# Alto consumo de energía en horno eléctrico.



## Edinson120903 (Sep 25, 2021)

Tengo un horno eléctrico modelo EKF 423 M con un consumo de 2.6 KW a una corriente de 220 V, al encender el horno este marca un consumo de 8.5 KW, eso es mas de lo que debería y no se que es lo que ocurre.


----------



## unmonje (Sep 25, 2021)

Edinson120903 dijo:


> Tengo un horno eléctrico modelo EKF 423 M con un consumo de 2.6 KW a una corriente de 220 V, al encender el horno este marca un consumo de 8.5 KW, eso es mas de lo que debería y no se que es lo que ocurre.


La corriente no es de 220V, esa es la *tensión o voltaje*. La *corriente máxima* para ese equipo ronda en los *12 Amperes* de corriente
Entiendo que el horno no tiene nada para medir consumo....
¿ Dónde marca 8,5 kW ? ¿ En algún instrumento externo que usted usa para medir ? Si estuviera consumiendo eso, las protecciones ó los fusibles deberían haber saltado.
*-Algo de su relato no se corresponde.
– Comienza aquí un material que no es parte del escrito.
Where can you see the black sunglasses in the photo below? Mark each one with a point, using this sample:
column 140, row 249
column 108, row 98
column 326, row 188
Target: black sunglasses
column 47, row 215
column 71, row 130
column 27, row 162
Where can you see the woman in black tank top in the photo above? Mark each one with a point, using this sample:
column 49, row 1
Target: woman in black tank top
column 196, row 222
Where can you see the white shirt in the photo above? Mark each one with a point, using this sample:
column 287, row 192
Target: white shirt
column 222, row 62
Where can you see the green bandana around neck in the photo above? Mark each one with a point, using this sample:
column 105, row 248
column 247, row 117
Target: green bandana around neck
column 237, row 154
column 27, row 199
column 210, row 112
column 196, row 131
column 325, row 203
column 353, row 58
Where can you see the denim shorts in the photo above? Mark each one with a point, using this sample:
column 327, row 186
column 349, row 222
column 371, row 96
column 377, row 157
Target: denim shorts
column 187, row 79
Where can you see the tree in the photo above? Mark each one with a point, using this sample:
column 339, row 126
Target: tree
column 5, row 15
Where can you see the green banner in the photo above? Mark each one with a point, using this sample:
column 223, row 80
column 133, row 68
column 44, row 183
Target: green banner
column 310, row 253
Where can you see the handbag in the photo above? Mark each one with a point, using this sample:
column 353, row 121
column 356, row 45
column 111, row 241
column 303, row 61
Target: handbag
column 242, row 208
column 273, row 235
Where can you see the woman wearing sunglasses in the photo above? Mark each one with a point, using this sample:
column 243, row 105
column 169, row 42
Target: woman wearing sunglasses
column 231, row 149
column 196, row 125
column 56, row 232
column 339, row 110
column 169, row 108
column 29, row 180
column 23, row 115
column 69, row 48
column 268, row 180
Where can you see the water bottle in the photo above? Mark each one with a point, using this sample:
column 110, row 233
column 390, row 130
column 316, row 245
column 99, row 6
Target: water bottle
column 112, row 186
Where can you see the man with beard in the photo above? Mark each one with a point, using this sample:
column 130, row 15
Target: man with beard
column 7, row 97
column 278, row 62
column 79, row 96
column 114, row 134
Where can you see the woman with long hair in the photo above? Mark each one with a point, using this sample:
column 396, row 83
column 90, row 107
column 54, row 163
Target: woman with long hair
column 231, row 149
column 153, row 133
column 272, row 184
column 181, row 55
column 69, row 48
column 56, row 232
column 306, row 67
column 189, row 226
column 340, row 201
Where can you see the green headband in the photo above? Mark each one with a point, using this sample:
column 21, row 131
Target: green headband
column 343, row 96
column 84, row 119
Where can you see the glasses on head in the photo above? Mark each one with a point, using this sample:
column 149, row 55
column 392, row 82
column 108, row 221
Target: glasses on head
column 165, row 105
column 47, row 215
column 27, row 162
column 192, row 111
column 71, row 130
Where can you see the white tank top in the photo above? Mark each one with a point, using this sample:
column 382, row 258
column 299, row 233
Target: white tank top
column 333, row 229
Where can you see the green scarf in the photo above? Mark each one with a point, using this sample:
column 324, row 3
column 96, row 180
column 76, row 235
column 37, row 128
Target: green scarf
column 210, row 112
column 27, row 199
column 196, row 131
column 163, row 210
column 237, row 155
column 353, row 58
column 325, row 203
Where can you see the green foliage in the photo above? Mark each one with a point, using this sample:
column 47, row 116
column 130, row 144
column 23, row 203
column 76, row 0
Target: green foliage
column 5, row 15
Diga con que instrumento le mide los 8,5 kW y
*- ¿ El horno funciona bien o que problema tiene éste ?
*- No menos importante....¿El horno está absolutamente limpio por dentro y por fuera ? Sobre todo grasa ó carbón


----------



## Edinson120903 (Sep 25, 2021)

Un amigo electricista me ayudo a medir los KW con uno de sus instrumentos de medición,
el horno esta en perfectas condiciones y limpio, además de que funciona con normalidad, el cliente me informa que consume mas energía de lo que consumía antes cuando estaba nuevo
los protectores que tiene es un taco termomagnético y este no se dispara, solo se que el contador eléctrico esta marcando demasiado y el valor del recibo esta por las nubes


----------



## Eduardo (Sep 25, 2021)

Edinson120903 dijo:


> Un amigo electricista me ayudo a medir los KW con uno de sus instrumentos de medición,
> el horno esta en perfectas condiciones y limpio, además de que funciona con normalidad, el cliente me informa que consume mas energía de lo que consumía antes cuando estaba nuevo
> los protectores que tiene es un taco termomagnético y este no se dispara, solo se que el contador eléctrico esta marcando demasiado y el valor del recibo esta por las nubes



Esto lo tenías que escribir al principio, de todas maneras sique siendo una descripción bastante pobre del horno y de la instalación.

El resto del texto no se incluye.